Wahrnehmen; in sich hinein
hören; bewusst werden - dazu wollen wir mit dieser Ausstellung
hier in unserer Kirche einen Beitrag leisten; nicht umsonst trägt
sie den Titel "Ich - Schatten"; nicht umsonst sind die Skulpturen
und Bilder im Laufe von 2 Jahren in der Auseinander-setzung, im Ringen
mit dem eigenen Selbst entstanden. Aber wir wollen dies ganz bewusst
nicht mit erhobenem Zeigefinger tun; es geht uns nicht um einzelne Verfehlungen
und deren Verwerflichkeit, sondern um eine ganzheitliche Sicht menschlicher
Existenz, um Impulse zu ganzheitlicherem Erkennen des eigenen Selbst.

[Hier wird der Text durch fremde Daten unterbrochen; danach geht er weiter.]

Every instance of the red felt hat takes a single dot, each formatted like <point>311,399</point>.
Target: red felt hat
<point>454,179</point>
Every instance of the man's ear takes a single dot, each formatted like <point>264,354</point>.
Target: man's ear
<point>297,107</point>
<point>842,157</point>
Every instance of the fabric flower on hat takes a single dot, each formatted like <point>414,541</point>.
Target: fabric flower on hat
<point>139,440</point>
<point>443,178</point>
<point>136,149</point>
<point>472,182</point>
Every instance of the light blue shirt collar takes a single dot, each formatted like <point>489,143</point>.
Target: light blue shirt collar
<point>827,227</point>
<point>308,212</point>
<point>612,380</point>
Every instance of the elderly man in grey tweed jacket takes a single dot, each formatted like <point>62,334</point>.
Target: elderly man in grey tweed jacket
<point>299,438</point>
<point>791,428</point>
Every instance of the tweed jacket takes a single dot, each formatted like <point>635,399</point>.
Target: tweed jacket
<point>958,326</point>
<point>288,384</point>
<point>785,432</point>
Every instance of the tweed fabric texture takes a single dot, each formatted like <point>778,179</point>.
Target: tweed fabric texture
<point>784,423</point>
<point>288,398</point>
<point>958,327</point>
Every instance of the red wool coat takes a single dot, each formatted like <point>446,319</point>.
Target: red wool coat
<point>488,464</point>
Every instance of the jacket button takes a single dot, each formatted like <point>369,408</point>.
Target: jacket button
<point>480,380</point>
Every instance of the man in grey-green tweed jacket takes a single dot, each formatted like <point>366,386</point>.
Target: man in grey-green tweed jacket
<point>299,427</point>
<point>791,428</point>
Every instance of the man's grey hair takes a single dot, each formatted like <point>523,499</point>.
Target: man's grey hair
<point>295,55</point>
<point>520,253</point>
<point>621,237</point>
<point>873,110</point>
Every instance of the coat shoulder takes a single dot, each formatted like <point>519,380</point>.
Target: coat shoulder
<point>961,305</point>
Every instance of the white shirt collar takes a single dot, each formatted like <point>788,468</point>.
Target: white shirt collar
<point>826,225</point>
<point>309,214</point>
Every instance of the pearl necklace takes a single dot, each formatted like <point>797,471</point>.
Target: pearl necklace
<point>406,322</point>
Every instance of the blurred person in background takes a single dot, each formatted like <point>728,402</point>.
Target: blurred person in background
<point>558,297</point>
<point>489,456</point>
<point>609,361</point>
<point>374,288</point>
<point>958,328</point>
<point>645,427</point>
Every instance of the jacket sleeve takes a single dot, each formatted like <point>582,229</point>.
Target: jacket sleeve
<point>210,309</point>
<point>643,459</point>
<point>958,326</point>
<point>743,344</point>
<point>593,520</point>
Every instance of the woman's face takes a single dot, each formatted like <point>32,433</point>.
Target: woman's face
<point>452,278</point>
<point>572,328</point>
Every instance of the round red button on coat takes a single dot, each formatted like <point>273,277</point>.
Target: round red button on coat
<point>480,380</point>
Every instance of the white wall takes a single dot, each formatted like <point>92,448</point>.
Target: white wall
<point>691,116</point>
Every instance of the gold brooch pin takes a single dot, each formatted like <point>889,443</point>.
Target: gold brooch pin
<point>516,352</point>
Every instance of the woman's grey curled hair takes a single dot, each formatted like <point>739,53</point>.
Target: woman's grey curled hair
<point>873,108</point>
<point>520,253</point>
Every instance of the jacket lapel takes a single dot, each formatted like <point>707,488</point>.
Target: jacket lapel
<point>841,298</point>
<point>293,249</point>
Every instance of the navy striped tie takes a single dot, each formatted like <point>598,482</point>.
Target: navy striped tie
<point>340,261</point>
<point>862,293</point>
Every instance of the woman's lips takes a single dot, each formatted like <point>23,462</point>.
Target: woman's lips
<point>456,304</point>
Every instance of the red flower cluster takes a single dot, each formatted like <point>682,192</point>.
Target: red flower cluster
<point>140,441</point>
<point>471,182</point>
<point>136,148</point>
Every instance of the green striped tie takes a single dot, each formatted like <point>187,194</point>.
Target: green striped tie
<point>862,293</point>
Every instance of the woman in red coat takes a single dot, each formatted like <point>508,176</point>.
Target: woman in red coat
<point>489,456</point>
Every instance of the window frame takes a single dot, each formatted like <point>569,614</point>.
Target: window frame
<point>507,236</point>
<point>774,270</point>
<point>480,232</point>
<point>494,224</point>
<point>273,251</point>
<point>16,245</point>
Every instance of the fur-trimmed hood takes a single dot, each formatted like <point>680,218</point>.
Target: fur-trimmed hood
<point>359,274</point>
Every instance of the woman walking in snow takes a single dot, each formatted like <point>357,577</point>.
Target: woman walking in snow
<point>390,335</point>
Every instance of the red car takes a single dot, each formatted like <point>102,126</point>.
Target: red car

Welche Sprache wäre da geeigneter als die Sprache der Kunst, die
alle Sinne des Menschen anspricht, die sinnlich Kopf und Herz, Verstand
und Gemüt, Geist und Seele berührt? 7 Bilder und Skulpturen
- keine trockene Theorie, sondern erfahrbare Anschauung, die uns die
eigene Existenz erschließt. Und dass es dabei nicht todernst zugehen
muss, werden Sie beim Betrachten bemerken; in der eindeutigen Art der
Darstellung, in der bewussten Überzeichnung dieser 7 Schatten-Eigenschaften
von uns Menschen enthalten die Kunstwerke auch etwas Humoreskes, was
einem so manches Schmunzeln entlockt. Wahre Selbsterkenntnis ist ohne
Humor nicht möglich - er kann uns die nötige Distanz geben,
uns ohne innere Abwehrhaltungen uns selbst zu stellen; und oft genug
schmunzelt in uns nicht das eigene Ich, sondern sein verborgener Bruder,
der Schatten.
In diesem Sinn wünsche ich uns allen heute Abend aufschlussreiche
Begegnungen mit den Kunstwerken, miteinander und in alledem mit uns
selbst.
Zitate aus:
Connie Zweig und Jeremiah Abrams (Hrsg.), Die Schattenseite der Seele.
Wie man die dunklen Bereiche unserer Psyche ans Licht holt und in die
Persönlichkeit integriert, Bern 1993, S.12 und S. 158.